Monday 6 December 2010

There Will Be Skulls


I've always known Silverberg is one of the Great Old Ones. A cornerstone of the genre, author of books like Nightwings, Thorns and Dying Inside that are classics in  the genre, and would be classics outside the genre as well if the consensus cogs would get their heads out from up the bums of D. DeLillo, I. McEwan and so forth for long enough to notice. But it's one thing to admit a writer into your personal canon and and quite another to be reminded, knee to the groin, uppercut to the jaw, nose leaking blood, head pinned down in the sand, that here, make no mistakes, is the real thing - a champion brawler, and he's not pulling his punches.

The Book Of Skulls is a yarn about four young men on a quest for immortality. It's a playing out of a cunningly crafted problem in human nature - given that only two out of four will win, that one must kill himself and one must be killed with the consent of the others, who will crack, who will triumph, and why?

It's a quadruple character study as we weave in between four first-person narratives, each one not perfectly reliable, each one rendered with perfect pitch. A virtuoso performance, but that's not all. Why are these four young men on this quest? Which of their motivations has what it takes to survive all the hardships and doubts on the way? What makes a person strong or weak? Silverberg unfolds answers to these questions with a feel for plot, language and character that is frankly awe-inspiring.

He also scores one for the genre in general.This story could not have been so profound and so real if it was just another 70s yarn about college boys from different backgrounds roadtripping across the US of A. It's the fantastic element that throws everything into perspective, that lets Silverberg give his story the momentum, presence and the power to say something about the everyday human concerns that underpin it. They say speculative fiction is about thought experiments and this is a thought experiment in human nature, conceived and carried out by a behemoth talent.
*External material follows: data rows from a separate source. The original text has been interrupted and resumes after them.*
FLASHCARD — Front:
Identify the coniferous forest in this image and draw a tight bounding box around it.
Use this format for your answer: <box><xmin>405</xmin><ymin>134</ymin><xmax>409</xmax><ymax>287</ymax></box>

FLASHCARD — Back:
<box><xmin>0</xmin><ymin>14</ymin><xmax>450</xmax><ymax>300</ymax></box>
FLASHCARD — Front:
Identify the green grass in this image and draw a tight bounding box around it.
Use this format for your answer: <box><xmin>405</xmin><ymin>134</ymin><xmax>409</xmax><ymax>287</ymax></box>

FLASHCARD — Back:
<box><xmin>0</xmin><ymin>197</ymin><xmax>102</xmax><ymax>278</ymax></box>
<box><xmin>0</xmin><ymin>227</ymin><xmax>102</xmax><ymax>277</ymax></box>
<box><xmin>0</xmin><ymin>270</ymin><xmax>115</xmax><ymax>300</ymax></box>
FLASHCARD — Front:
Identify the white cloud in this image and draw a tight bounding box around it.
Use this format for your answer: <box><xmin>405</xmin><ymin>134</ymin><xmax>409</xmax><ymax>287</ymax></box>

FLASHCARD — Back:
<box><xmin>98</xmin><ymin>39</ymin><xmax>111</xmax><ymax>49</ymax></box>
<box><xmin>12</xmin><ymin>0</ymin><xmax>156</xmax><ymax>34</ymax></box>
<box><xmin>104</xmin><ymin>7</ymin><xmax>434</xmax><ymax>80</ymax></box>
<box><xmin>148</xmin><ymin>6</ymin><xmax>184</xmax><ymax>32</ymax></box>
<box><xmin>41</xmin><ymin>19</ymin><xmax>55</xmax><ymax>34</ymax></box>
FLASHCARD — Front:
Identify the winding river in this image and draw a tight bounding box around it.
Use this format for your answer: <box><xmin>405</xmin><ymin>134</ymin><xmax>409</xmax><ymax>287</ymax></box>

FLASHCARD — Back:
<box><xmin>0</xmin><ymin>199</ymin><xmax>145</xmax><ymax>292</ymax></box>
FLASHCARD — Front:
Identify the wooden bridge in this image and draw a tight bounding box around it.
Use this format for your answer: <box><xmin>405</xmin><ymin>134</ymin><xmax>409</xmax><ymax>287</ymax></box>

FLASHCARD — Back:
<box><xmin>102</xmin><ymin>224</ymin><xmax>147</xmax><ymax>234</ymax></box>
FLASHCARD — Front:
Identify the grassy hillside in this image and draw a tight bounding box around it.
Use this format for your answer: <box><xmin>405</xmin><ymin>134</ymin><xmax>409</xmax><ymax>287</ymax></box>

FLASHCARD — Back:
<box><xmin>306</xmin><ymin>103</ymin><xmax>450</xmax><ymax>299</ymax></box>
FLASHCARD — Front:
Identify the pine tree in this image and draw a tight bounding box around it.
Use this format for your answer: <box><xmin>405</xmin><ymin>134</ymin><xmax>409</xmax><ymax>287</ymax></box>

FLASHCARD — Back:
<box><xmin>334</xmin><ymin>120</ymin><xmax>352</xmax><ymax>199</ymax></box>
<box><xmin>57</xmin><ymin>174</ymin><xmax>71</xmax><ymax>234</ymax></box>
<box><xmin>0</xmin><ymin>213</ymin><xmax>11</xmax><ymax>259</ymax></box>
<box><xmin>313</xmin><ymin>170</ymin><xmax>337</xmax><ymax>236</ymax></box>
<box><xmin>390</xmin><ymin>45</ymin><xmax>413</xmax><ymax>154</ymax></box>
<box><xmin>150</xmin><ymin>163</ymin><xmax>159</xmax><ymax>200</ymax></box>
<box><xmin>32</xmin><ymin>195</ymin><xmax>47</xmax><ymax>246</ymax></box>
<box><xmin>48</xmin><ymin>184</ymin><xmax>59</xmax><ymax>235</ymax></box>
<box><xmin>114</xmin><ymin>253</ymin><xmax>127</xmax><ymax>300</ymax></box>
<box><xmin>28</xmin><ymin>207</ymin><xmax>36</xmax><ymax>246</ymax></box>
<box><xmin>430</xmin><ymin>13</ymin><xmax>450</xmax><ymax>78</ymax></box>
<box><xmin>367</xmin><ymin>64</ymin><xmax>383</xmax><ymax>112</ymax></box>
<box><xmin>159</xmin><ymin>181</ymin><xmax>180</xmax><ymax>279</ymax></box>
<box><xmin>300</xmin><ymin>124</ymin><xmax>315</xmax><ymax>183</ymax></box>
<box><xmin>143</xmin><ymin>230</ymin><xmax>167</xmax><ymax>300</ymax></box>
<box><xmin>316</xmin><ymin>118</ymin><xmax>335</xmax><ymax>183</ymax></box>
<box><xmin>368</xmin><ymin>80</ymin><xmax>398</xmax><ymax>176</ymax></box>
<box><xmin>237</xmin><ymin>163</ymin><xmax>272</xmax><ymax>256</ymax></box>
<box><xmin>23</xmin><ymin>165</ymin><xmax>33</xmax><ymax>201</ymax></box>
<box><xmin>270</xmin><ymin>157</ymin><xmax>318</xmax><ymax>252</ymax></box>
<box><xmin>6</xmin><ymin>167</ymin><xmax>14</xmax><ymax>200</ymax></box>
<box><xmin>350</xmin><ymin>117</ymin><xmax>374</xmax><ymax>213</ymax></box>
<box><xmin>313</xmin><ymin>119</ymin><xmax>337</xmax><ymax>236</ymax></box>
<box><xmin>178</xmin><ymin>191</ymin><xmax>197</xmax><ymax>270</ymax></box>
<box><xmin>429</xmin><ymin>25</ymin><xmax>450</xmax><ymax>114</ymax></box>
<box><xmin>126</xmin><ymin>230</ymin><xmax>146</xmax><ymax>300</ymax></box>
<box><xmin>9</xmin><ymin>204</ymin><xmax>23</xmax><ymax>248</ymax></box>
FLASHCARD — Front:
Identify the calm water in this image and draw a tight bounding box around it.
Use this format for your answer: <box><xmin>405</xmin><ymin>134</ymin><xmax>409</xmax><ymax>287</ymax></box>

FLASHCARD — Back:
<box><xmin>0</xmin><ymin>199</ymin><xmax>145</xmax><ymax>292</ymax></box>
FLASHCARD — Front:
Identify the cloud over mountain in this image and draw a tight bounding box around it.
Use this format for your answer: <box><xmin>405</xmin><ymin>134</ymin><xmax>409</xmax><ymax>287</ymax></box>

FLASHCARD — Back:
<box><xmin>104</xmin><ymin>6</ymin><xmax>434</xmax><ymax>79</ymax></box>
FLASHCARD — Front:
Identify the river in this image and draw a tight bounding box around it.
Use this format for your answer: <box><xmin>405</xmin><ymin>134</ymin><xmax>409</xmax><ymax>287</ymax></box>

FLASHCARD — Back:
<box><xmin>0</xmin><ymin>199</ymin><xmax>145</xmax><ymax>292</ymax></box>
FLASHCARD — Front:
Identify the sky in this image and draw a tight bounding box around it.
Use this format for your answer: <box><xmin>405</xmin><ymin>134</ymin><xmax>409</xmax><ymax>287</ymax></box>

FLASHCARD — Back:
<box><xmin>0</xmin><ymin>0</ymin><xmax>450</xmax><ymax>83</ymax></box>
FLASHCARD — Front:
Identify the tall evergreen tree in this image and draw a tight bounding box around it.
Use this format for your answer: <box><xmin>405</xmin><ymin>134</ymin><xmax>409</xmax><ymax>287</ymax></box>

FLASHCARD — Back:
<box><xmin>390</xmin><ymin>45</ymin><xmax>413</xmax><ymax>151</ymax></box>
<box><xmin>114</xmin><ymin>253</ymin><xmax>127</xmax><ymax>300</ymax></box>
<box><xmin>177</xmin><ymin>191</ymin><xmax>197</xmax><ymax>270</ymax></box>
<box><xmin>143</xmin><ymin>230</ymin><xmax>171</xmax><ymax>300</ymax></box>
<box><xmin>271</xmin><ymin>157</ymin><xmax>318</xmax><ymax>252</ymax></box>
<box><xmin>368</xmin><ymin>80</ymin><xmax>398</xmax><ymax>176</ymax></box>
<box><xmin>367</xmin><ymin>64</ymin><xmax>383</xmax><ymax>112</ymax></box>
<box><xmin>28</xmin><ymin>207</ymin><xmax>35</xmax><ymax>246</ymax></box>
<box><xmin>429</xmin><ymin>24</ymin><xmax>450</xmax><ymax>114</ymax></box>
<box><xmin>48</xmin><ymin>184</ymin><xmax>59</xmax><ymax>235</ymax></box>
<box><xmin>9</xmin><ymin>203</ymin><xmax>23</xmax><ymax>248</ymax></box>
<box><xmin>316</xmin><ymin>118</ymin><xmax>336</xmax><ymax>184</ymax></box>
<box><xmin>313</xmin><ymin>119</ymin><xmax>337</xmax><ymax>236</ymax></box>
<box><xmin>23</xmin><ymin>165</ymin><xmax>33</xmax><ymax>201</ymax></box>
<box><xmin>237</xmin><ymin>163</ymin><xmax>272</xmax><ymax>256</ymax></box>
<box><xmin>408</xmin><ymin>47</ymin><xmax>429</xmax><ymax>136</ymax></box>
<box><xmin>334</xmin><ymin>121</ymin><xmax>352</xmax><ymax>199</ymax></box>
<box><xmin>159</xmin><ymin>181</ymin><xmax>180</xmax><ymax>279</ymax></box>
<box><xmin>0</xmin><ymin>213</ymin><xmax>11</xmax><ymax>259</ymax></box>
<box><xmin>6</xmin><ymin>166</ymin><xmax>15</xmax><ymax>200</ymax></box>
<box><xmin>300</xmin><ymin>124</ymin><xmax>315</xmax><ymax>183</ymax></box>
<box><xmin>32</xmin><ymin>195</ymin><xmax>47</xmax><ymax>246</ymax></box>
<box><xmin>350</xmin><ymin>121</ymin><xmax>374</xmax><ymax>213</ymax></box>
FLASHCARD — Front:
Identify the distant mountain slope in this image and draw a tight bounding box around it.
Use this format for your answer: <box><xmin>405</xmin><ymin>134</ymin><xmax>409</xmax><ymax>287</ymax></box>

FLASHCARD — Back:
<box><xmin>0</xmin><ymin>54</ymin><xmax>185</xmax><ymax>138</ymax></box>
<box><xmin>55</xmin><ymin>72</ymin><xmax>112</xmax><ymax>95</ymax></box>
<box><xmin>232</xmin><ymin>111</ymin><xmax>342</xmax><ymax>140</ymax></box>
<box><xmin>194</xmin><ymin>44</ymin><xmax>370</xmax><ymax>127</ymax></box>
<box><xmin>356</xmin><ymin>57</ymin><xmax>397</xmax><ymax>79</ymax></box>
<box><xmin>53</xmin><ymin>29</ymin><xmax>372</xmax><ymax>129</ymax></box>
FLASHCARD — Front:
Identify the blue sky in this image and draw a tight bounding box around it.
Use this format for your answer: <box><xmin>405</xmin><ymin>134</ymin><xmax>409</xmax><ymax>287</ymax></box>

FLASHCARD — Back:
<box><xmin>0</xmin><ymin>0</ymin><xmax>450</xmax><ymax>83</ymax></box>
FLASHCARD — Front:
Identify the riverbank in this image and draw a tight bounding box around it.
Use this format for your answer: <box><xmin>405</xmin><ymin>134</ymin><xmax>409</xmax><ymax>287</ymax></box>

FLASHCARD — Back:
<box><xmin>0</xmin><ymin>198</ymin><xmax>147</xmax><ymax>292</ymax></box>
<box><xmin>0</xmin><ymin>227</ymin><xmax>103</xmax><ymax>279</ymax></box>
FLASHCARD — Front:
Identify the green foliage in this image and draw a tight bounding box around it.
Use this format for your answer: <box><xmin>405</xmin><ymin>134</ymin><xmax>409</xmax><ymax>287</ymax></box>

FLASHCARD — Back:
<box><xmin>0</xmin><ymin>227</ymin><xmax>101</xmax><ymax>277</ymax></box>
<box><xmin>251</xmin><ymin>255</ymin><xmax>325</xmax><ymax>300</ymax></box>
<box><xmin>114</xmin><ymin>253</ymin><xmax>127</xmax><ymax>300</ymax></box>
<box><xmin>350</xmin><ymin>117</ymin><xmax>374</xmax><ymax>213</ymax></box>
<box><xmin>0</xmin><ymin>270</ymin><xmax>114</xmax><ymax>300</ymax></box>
Kaustubh Thirumalai said...

Woah - this looks amazing!

JP said...

It is, but be sure to also read the other Silverberg novels I've named in the beginning - Dying Inside in particular!

Suresh S said...

Great review that I agree with. I was lucky enough to get a compilation with Book of Skulls, Nightwings and Dying Inside...for 50 bucks, good wot? BoS and DI totally blew me away. Nightwings was pretty good but seemed to to grow arbitrary after a point and the cheerful romantic end as I recall it came across as very contrived.

JP said...

Dying Inside, The Book Of Skulls and Nightwings for 50 rupees is the single most awesome deal ever. In the interests of karmic balance you should probably rip your testicles off or something.

I agree with you that Nightwings is comparatively the least of the three.

Trollkien said...

I totally loved Book of Skulls. I remember starting on it after giving up on Chuck Palahniuk's Survivor which I'd begun, beset by a vague sense of horror and panic after reading Lullaby. Some 20 pages in, I realised what a terribly limited (and just plain terrible) author Palahniuk is. All his books have the same or rather a very similar narrative voice. Every one of them has these very glib nihilistic bon mots which in their own way are as insipid as the inspirational messages that he mocks. Palahniuk pretty much like most grunge was a great reflection of the 90s - a decade that demonstrated like none before it, that you could be as superficial and shallow while being unhappy as you could while being happy.

Anyway, I was literally (or literarily)disgusted some 40 pages into Survivor and Book of Skulls was just what the doctor ordered. It was fantastically written, each character had a voice that was more distinct and recognisable than three allegedly different characters in three books by CP, and there's this fantastic reflection on death that wipes the floor with pretty much everything everyone else has written on the subject.